Rare reports of congenital anomalies have been received following intrauterine exposure to HMG-CoA reductase inhibitors. In a review† of approximately 100 prospectively followed pregnancies in women exposed to ZOCOR or another structurally related HMG-CoA reductase inhibitor, the incidences of congenital anomalies, spontaneous abortions and fetal deaths/stillbirths did not exceed what would be expected in the general population. The number of cases is adequate only to exclude a 3- to 4-fold increase in congenital anomalies over the background incidence. In 89% of the prospectively followed pregnancies, drug treatment was initiated prior to pregnancy and was discontinued at some point in the first trimester when pregnancy was identified. As safety in pregnant women has not been established and there is no apparent benefit to therapy with ZOCOR during pregnancy (see CONTRAINDICATIONS), treatment should be immediately discontinued as soon as pregnancy is recognized. ZOCOR should be administered to women of child-bearing potential only when such patients are highly unlikely to conceive and have been informed of the potential hazards.
It is not known whether simvastatin is excreted in human milk.

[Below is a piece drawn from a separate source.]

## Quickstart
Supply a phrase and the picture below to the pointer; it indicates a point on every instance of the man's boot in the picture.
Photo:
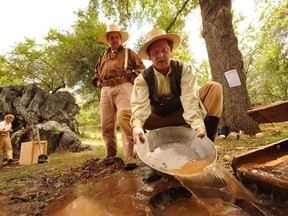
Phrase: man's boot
(211, 124)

Because a small amount of another drug in this class is excreted in human milk and because of the potential for serious adverse reactions in nursing infants, women taking simvastatin should not nurse their infants (see CONTRAINDICATIONS).
Safety and effectiveness in pediatric patients have not been established. Because pediatric patients are not likely to benefit from cholesterol lowering for at least a decade and because experience with this drug is limited (no studies in subjects below the age of 20 years), treatment of pediatric patients with simvastatin is not recommended at this time.
A pharmacokinetic study with simvastatin showed the mean plasma level of HMG-CoA reductase inhibitory activity to be approximately 45% higher in elderly patients between 70-78 years of age compared with patients between 18-30 years of age. In 4S and other large clinical studies conducted with simvastatin, 22% of patients were elderly (1,522 of 6,985 patients were > 65 years). Simvastatin significantly reduced total mortality and CHD mortality in elderly patients with a history of CHD (see CLINICAL PHARMACOLOGY). Lipid-lowering efficacy was at least as great in elderly patients compared with younger patients, and there were no overall differences in safety over the 20 to 80 mg/day dosage range.
† Manson, J.M., Freyssinges, C., Ducrocq, M.B., Stephenson, W.P., Postmarketing Surveillance of Lovastatin and Simvastatin Exposure During Pregnancy, Reproductive Toxicology, 10(6):439-446, 1996.